So wie an den Schweizer Käse-Eckchen. »Kinderleicht!«, sagte meine Freundin Sabine, schrieb mir ein paar Zutaten auf einen Zettel, und ich war hochbeglückt, eine Käse-EckchenEingeweihte zu sein.

»Du mischt das alles zusammen, gießt es auf ein Blech und backst es 25 Minuten lang. Dann zerschneidest du es in Eckchen und fertig!«, erklärte Sabine. So liebe ich Rezepte: einfach und unkompliziert und doch raffiniert lecker. Danke, beste Sabine!

Gleich am nächsten Wochenende wollte ich unsere Nachbarn Nora und Paul mit dieser Spezialität erfreuen. Doch es kam alles ganz anders: Während die Käse-Eckchen-Masse im Ofen backt, entkorkt Robert gut gelaunt eine Flasche Wein, es klingelt an der Tür, die Gäste stehen mit Blumen da, aus der Küche duftet es, wir nehmen Platz, wir stoßen an.

Alles läuft nach Plan. Bis ich in die Küche eile, um mich zu vergewissern, dass sich eine köstliche goldbraune Knusperschicht gebildet hat. Denn das sollte laut Rezept inzwischen passiert sein. Ist es aber nicht! Eine bleiche Masse blubbert mich an, die nicht so aussieht, als ließe sie sich in absehbarer Zeit in krosse, wohlschmeckende Käse-Eckchen zerteilen.

Irritiert schalte ich den Ofen auf volle Kraft und eile zurück ins Wohnzimmer. Paul erzählt vom letzten Spanienurlaub. Ich glaube, Noras Magen knurren zu hören. Robert schenkt ihr Wein nach. Es wäre jetzt wirklich an der Zeit, eine Kleinigkeit auf den Tisch zu stellen. Wieder gehe ich in die Küche. Von Knusperschicht keine Spur, von goldbraun ganz zu schweigen. »Was ist los?«, meckere ich in den Ofen und versenge mir fast die Haare.

Da macht die Masse »Blubb!«, und es klingt wie eine Beleidigung. Das, was eine Schweizer Spezialität sein soll, sieht aus wie Tapetenkleister. Es riecht zwar gut, aber davon wird ja keiner satt. Robert steht plötzlich hinter mir. »Das sieht nicht lecker aus«, sagt er mit langem Gesicht.

»Das wird schon noch«, beschwichtige ich ihn. Der Kleister ist seit über vierzig Minuten im Ofen. Das ist deutlich länger, als es auf dem Rezept steht, aber vielleicht hat sich Sabine verschrieben und meinte eine Stunde und 25 Minuten? Das ist bestimmt des Rätsels Lösung.

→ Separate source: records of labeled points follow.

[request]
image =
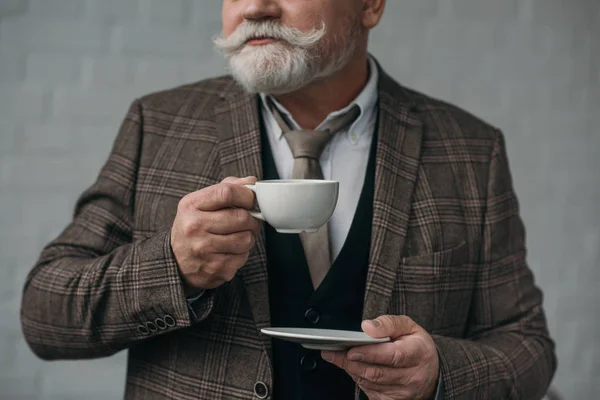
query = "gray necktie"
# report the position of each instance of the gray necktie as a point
(307, 146)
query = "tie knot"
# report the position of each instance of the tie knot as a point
(307, 143)
(311, 143)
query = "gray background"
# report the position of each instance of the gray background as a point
(70, 68)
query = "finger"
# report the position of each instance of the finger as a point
(223, 267)
(374, 391)
(231, 220)
(235, 243)
(376, 374)
(249, 180)
(219, 197)
(392, 326)
(392, 354)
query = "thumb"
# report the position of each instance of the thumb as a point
(249, 180)
(392, 326)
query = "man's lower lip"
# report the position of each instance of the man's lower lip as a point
(260, 42)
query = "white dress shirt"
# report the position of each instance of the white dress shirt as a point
(344, 159)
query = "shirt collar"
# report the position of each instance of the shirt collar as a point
(366, 101)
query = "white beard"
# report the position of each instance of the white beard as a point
(287, 65)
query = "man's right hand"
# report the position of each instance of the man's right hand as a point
(213, 233)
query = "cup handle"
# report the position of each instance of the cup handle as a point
(254, 213)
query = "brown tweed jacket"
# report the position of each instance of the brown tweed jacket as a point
(448, 250)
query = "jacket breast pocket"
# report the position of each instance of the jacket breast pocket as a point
(436, 289)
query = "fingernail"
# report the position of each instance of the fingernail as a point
(375, 323)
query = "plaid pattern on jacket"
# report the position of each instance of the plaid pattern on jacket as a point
(448, 250)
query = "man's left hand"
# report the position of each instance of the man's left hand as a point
(407, 367)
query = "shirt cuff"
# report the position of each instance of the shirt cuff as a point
(192, 300)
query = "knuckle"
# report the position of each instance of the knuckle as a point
(242, 216)
(189, 226)
(247, 239)
(398, 357)
(373, 374)
(185, 202)
(229, 179)
(225, 193)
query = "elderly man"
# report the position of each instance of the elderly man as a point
(426, 245)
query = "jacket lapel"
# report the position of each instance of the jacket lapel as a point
(397, 164)
(240, 155)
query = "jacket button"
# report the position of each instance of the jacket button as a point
(261, 390)
(143, 330)
(308, 364)
(312, 316)
(170, 321)
(151, 327)
(160, 323)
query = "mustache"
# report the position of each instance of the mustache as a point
(249, 30)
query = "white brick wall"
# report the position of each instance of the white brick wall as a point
(69, 69)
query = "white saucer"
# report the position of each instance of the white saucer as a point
(323, 339)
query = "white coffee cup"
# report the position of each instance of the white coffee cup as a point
(295, 205)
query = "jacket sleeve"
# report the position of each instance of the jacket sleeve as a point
(507, 352)
(94, 291)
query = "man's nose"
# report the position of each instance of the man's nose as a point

Erleichtert ordne ich meine Frisur und kehre wieder zu unseren Gästen zurück. Robert hat ihnen inzwischen Teddychips vorgesetzt, was ich nicht sehr stilvoll finde. Schließlich gibt es in ungefähr einer drei viertel Stunde ein kulinarisches Häppchen der Sonderklasse. »Gut Ding braucht Weile!«, zitiere ich meine Großmutter und stopfe mir eine Hand voll Teddychips in den Mund.

Die Zeit schleicht dahin. Wieder wird von Spanien erzählt, hauptsächlich geht es dabei ums Essen.

Ich blinzele diskret auf die Uhr. Nach einer halben Stunde gehe ich mit klopfendem Herzen in die Küche. Der Ofen dampft, die Käsemasse ist bleich. Sie sagt auch nicht mehr »Blubb!«, denn sie ist hart wie Beton. Das ist eine Verschwörung.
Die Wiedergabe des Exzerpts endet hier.